Death of the President

Garfield’s Doctors Consulting. (James Dabney McCabe, Public domain, via Wikimedia Commons)

When all was said and done, Garfield was brought to the White House at his request, where doctors would desperately probe his wounds with unsterilized tools and uncleaned hands, with the bullet lodged harmlessly in the soft tissue near his vertebrae. That gunshot would’ve only required a few days in the hospital today, but the medical mistakes caused the President’s body to be filled with pus that his face had to be drained once it swelled. He lost almost 100 pounds as his doctors starved him, all while continuing to insert tubes and using metal detectors in search of a lead bullet. Garfield died on Sept. 19, 1881.

As for Guiteau, his defense was that it was the doctors that killed him. Obviously, the jury would have things differently, he was convicted and hanged the following summer in June of 1882.

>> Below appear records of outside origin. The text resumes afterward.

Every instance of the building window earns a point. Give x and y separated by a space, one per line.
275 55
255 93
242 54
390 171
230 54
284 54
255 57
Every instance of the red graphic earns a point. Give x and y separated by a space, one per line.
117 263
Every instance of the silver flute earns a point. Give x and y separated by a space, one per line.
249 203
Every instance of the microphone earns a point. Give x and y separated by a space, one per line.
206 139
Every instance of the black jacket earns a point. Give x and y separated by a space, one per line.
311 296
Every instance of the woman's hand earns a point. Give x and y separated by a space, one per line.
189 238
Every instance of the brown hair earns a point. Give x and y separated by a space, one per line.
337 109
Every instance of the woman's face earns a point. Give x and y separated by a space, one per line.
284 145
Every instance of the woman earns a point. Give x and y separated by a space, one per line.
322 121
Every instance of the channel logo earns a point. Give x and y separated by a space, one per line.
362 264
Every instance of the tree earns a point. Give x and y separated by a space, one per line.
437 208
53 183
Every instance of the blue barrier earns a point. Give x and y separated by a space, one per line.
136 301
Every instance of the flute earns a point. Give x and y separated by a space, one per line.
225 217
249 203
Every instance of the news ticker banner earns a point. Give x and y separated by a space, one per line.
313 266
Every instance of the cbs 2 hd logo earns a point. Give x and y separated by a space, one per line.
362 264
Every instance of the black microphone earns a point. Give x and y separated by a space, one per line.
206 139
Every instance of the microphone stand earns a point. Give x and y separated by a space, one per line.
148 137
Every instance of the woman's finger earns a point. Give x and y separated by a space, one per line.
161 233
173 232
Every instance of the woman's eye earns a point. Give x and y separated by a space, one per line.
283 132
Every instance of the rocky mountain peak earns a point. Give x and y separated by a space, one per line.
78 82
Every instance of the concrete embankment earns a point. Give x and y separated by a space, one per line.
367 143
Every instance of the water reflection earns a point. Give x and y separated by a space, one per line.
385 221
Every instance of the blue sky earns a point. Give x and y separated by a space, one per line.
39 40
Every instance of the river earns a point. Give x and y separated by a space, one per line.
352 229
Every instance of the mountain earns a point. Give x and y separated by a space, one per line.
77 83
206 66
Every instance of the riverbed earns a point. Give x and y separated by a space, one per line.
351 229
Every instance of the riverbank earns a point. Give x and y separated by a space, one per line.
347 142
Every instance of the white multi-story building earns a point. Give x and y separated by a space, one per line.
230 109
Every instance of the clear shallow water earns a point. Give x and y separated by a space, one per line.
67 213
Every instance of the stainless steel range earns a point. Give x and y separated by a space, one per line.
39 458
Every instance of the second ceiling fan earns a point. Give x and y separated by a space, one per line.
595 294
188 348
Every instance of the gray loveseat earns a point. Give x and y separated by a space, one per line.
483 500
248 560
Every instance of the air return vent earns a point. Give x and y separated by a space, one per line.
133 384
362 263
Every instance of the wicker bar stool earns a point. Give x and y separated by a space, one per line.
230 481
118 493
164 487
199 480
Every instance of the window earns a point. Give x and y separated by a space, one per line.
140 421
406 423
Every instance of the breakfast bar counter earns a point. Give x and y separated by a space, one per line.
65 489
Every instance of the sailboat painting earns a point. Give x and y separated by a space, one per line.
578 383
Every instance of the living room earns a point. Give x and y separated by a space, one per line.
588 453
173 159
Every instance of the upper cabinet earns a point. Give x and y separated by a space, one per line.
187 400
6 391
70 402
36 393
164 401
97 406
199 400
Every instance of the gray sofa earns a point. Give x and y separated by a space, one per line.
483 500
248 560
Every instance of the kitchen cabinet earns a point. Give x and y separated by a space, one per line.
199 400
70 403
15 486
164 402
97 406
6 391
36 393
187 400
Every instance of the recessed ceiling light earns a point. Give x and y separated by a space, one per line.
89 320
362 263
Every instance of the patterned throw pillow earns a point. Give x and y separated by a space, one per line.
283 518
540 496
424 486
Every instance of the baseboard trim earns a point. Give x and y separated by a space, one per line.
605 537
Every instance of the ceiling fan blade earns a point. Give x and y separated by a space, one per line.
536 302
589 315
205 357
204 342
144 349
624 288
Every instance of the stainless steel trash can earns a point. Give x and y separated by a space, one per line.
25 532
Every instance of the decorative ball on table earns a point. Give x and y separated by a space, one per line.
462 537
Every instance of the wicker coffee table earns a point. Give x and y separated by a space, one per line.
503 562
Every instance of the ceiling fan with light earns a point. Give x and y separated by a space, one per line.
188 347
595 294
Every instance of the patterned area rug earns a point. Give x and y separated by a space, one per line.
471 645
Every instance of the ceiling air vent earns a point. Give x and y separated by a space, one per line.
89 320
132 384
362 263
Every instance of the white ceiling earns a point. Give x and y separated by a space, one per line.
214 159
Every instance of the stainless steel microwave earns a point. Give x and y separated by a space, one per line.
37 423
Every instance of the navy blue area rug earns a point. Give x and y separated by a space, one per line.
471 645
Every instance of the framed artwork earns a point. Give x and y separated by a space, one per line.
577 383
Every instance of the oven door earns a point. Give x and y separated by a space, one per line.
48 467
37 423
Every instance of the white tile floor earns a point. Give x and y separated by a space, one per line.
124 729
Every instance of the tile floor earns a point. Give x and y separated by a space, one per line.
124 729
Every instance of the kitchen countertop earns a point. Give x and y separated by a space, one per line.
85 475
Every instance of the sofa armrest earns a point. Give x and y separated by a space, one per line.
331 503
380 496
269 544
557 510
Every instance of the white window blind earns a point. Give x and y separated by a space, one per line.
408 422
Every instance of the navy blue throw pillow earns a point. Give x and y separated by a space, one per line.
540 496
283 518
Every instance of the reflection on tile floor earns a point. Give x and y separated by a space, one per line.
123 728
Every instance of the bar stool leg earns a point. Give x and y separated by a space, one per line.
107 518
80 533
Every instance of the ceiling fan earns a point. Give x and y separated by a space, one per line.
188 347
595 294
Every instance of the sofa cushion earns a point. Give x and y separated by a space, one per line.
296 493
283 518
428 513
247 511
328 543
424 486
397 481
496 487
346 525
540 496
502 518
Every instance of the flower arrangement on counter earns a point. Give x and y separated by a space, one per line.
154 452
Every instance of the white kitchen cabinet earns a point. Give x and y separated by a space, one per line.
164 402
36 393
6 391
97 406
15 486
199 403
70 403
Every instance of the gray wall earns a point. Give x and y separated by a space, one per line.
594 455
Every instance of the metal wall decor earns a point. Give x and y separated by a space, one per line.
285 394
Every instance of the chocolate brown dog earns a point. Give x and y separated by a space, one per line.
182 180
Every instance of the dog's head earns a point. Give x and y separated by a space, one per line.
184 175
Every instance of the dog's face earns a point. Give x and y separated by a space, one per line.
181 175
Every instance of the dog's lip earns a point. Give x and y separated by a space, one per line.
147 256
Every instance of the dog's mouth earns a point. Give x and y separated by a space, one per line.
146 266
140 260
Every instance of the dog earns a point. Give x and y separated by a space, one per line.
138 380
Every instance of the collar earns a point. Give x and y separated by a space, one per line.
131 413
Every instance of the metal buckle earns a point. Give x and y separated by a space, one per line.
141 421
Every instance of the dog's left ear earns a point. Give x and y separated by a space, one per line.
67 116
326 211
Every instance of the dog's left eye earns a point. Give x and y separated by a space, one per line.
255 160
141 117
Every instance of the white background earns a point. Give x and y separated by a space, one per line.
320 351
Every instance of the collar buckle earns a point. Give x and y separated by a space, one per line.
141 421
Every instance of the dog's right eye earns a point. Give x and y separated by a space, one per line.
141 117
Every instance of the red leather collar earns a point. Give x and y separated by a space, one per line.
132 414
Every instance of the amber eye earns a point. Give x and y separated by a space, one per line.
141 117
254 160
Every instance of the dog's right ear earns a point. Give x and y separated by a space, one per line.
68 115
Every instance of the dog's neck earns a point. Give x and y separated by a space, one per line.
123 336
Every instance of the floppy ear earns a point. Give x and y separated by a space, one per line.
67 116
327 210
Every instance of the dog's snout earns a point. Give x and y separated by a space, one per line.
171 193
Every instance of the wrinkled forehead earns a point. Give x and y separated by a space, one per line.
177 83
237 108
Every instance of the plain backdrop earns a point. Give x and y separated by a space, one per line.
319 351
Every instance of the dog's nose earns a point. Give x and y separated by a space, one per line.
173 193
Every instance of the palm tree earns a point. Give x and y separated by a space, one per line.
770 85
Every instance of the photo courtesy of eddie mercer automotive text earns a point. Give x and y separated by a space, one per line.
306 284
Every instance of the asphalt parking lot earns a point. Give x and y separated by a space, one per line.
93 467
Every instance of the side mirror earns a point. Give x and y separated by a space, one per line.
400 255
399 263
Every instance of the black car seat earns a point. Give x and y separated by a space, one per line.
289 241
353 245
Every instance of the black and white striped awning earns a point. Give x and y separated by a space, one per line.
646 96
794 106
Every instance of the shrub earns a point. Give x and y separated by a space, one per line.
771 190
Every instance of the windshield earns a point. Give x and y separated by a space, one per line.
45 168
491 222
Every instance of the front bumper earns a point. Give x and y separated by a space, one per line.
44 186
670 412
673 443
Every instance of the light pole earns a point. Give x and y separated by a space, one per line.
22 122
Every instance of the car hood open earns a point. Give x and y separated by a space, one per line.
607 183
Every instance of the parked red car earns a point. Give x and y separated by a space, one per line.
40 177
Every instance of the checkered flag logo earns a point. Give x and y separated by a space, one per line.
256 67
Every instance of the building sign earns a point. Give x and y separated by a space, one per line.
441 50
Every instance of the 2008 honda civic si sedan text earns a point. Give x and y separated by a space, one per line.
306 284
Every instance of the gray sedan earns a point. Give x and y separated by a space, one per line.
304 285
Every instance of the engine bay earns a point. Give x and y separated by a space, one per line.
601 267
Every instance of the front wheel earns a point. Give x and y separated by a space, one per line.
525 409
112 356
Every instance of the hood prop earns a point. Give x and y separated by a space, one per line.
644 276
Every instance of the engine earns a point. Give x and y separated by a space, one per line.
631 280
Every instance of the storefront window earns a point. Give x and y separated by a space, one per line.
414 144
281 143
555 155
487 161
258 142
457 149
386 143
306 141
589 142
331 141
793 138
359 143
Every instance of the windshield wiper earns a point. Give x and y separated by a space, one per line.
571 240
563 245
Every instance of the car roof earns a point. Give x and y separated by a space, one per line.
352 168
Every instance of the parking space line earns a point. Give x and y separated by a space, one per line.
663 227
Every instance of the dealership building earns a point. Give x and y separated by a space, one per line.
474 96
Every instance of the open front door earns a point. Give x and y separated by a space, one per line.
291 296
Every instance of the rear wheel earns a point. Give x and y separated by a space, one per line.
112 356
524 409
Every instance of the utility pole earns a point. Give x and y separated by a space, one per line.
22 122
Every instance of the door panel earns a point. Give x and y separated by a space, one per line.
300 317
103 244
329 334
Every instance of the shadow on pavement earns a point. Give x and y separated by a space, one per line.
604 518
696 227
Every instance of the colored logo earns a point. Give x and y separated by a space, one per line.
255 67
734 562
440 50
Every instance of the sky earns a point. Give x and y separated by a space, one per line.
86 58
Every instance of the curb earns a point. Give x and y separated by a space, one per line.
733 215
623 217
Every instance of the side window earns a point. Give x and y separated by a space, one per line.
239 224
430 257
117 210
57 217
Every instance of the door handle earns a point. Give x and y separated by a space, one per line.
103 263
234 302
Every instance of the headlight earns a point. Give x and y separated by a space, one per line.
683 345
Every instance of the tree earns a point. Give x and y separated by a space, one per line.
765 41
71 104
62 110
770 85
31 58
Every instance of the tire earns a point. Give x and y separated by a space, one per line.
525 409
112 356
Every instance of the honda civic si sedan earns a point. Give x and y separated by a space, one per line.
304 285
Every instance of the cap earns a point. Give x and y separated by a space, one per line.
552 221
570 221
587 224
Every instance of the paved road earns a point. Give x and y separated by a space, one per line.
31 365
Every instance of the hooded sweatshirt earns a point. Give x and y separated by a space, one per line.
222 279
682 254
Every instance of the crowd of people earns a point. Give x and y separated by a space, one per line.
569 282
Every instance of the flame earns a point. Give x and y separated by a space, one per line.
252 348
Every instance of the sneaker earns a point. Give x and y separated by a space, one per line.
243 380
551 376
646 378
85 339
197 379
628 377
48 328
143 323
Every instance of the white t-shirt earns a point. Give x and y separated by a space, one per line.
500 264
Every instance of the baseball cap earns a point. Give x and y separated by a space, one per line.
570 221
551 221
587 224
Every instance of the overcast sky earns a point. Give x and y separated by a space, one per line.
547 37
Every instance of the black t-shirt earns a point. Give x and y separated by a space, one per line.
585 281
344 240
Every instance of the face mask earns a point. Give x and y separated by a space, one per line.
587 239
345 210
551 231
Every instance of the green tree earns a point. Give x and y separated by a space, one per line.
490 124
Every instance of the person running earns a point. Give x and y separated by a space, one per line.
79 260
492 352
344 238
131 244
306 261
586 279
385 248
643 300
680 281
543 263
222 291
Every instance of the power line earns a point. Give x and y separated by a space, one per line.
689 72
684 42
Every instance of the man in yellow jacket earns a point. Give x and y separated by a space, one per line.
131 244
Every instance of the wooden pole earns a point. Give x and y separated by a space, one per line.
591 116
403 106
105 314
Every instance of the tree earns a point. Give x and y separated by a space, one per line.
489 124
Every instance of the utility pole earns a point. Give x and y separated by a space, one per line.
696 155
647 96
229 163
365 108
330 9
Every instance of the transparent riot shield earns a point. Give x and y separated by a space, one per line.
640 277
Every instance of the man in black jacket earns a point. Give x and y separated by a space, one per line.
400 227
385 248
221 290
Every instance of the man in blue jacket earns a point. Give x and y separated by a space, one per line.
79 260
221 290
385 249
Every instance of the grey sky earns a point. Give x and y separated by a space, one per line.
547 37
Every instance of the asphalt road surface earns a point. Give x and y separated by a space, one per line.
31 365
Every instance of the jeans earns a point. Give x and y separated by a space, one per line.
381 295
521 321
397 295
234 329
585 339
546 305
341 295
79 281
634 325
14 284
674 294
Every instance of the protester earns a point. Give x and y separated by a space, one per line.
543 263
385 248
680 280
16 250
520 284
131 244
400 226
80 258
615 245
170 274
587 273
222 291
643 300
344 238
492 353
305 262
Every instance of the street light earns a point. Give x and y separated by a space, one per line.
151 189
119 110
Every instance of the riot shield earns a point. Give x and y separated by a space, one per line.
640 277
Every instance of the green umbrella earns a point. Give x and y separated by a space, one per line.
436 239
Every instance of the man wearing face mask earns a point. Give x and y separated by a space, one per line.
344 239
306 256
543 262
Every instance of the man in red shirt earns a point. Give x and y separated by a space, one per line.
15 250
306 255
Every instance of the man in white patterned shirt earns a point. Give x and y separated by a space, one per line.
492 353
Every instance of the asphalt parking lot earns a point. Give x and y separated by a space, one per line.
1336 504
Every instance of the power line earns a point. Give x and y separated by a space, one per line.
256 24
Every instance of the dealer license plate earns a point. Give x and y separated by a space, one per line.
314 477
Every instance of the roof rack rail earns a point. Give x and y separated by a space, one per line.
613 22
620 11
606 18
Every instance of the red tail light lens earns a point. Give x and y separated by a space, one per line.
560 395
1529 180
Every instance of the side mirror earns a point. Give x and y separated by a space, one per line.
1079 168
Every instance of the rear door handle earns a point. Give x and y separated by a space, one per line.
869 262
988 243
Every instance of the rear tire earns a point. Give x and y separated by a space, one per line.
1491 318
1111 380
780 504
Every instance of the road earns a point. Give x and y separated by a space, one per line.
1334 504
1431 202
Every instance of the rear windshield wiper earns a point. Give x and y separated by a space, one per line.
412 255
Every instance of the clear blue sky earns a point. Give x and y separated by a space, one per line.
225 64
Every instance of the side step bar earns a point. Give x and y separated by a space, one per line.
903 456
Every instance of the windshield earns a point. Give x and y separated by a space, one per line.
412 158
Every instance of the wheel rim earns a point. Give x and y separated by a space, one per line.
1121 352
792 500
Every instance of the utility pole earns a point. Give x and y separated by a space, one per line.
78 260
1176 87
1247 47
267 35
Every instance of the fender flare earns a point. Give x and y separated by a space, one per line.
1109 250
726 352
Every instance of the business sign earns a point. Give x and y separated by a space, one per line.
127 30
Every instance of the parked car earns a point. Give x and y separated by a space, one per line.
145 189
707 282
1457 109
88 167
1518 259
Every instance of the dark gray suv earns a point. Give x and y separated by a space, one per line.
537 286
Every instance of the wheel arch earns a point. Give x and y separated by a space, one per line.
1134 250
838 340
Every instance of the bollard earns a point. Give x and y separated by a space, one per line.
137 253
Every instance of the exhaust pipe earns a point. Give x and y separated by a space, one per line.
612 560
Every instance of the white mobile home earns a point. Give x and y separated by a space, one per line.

What Happened to the Pistol?

As Guiteau hoped his pistol did end up being donated to the Smithsonian Institute and Museum, which photographed it carefully and then promptly lost it, never to be found again. But Guiteau is never the less in a museum somewhere. After his hanging, a portion of his brain was removed and placed in a jar with a label that read, “What is left of the brain if Guitreau.” It can be found today on some shelf at the obscure Otis Historical Archive, National Museum of Health and Medicine in Silver Spring, Maryland. Just ask to see specimen, “AFIP 385111.”